Add in jobs in residential construction, furniture and DIY stores and mortgage finance, and the buoyant property market emerges as the main driver of employment growth over the past four years. Economy.com, the consultancy, estimates that about a third of the 2.6 million jobs created in that period were in housing-related sectors.

This raises the question of what happens to these workers when the housing market cools.

Economists disagree vigorously about whether house prices will fall. But almost none dispute that the volume of housing activity is likely to decrease. Nearly one in 10 of the nation's single-family homes was bought and sold last year. About 900,000 condominiums were sold over the past year close to double the rate seen in the late 1990s.

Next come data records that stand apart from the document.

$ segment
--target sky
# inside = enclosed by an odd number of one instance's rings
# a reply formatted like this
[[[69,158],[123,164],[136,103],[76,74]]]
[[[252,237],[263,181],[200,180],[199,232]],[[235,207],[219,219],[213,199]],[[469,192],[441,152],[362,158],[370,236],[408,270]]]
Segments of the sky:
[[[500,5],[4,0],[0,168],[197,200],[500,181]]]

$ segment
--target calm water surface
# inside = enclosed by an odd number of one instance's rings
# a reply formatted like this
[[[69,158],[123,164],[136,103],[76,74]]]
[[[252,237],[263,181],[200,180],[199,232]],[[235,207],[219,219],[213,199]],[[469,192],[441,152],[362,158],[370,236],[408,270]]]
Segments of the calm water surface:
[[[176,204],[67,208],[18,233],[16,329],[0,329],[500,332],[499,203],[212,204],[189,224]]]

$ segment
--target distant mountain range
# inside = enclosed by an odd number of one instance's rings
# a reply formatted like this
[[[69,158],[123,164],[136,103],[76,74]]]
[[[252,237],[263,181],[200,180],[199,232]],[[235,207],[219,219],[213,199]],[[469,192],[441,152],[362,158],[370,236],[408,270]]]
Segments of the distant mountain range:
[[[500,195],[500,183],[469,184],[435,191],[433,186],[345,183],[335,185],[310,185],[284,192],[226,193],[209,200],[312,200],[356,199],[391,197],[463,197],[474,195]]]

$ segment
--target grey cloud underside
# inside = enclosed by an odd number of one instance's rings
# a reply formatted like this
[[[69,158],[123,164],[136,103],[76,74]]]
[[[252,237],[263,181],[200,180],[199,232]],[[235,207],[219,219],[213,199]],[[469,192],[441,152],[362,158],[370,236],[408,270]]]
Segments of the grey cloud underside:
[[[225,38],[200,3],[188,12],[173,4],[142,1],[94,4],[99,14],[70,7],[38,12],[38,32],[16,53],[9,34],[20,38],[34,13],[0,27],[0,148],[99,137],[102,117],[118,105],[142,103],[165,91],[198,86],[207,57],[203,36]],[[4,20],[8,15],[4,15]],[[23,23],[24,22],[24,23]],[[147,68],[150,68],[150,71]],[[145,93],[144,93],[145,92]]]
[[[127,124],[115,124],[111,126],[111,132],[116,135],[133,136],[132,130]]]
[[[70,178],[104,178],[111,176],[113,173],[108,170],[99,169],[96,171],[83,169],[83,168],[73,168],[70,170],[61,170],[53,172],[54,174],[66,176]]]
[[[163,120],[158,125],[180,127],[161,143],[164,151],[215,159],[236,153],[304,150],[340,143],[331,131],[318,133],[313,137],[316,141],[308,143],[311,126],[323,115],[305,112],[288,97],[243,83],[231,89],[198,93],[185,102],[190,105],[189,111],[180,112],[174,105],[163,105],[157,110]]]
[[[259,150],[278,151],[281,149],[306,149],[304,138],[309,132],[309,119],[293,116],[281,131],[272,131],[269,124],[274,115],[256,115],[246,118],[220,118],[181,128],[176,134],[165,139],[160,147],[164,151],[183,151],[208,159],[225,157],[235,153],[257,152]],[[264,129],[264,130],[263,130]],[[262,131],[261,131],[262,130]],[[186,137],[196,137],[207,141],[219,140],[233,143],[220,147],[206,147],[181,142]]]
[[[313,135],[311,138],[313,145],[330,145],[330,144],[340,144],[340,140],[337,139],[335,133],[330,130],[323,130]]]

Meanwhile, builders started work on 1.65 million homes in the year to May -- the highest number since records began in 1959.

Even if house prices remain high, any slowdown in this frenetic activity could endanger jobs, says Mark Zandi, chief analyst at Economy.com.

"Traditionally, the housing market has only really got into trouble when the employment situation got worse," he says. "This time we could see the reverse, with a slowing housing market acting as a drag on employment."

U.S. house prices have not fallen since the Great Depression. But jobs in housing-related sectors have quickly disappeared when the market has cooled. Between 1989 and 1991, as home sales dried up, almost 60,000 of the nation's 820,000 realtors closed shop. The profession remained in decline until 1997.